I blushed, grabbing the pillow I'd dropped before and pressing my face into it. "You keep saying that!"
"I keep believing it."
"Then why is it that I feel like I'm the one who is lucky to have you?"
"We're both lucky," he said, pulling on my hands to guide me to sit up. I followed his lead willingly, and eagerly met him with a kiss when he moved me onto his lap.
Even what followed from there was not a happily ever after, though it made me very happy. Even as he kissed the ring upon my ring finger...the one he'd placed there himself only a month ago...I did not call that an ending. "We keep having new beginnings," I breathed when I had a chance.
He moaned, biting my neck, bringing another type of sensation into the mix of pleasure coursing through me. "Would you like another beginning?"
What kind of a question was that? I was too distracted to answer him, or ask what he meant. It wasn't until afterward, when we lay sprawled on the bed, and he rested his head on my abdomen that I thought of it again. "What beginning?"
"This one," he placed an index finger over my womb, and I gasped.
"Now?"
"No, not this time," he said, and his eyes looked distant for a moment. It was as if the knowledge made him sad. "Not yet."
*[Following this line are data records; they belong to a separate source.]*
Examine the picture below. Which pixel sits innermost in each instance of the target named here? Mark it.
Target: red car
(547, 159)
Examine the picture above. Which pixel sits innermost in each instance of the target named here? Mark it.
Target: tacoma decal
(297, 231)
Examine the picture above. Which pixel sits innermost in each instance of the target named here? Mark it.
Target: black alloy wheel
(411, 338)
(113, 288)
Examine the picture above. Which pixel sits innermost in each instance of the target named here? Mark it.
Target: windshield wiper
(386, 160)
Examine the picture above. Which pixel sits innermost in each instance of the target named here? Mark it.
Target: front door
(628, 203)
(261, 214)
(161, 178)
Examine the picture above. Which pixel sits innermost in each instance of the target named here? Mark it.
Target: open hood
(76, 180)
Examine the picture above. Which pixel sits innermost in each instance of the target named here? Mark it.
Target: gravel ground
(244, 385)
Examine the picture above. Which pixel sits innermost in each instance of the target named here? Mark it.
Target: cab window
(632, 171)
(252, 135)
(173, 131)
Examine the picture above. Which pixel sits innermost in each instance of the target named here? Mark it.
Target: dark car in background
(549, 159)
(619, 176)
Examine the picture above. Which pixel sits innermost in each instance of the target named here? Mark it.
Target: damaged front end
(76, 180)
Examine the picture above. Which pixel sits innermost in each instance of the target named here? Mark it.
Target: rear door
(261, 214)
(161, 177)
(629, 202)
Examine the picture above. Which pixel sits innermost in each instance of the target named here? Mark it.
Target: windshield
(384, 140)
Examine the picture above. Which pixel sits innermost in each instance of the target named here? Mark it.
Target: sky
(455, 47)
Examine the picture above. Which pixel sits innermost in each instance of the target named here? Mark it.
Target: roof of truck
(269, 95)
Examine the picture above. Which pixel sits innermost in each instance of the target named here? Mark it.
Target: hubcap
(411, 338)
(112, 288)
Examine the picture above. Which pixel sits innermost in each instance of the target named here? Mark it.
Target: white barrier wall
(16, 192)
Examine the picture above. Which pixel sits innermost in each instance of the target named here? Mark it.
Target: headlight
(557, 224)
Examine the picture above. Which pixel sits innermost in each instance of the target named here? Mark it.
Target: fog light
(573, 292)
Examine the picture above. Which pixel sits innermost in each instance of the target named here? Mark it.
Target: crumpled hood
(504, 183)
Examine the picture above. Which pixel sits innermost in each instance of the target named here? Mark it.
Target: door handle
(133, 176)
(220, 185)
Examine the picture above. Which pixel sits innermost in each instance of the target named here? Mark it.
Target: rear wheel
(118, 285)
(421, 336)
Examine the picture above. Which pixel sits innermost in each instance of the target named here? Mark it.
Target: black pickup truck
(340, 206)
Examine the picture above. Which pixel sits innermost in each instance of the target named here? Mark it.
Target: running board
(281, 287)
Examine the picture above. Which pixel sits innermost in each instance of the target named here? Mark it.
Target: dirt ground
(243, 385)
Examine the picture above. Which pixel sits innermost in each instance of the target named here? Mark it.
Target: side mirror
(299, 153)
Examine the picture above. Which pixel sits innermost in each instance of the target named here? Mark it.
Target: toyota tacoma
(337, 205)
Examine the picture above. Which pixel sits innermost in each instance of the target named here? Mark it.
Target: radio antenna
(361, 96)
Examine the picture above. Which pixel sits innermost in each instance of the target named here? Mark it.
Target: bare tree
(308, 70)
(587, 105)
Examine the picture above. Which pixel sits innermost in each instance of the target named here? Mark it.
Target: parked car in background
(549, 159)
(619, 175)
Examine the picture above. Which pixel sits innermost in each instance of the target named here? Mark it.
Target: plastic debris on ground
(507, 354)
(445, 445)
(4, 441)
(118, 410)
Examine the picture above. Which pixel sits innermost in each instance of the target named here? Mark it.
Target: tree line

"I'd like to start that happily ever after with a new beginning. If you would."
He smiled up at me, looking so content that I wanted to kiss him again, but I was too worn out to move.
"I know just what to name him."
"Him?"
He nodded, relaxing against me. "Soon, Sakura-chan. Unless you tell me you're not ready."
I leaned back into my pillow, trying to imagine it. Me? A mother? I felt a rush of warmth. "A vision?"
He nodded again. "You inspire me."
I grinned, looking up at the ceiling. "Who am I to fight fate?" I said softly, not unaware of the slight irony there. I'd tried so hard to fight when things got painful, or scary, or out of control. Maybe this was fate's way of making that up to me. Karma.
And, when we reached that temporary state of happily ever after, we both felt it. It hit us like an earthquake. We kissed each other, we fell in love all over again, and that was the end of that particular story.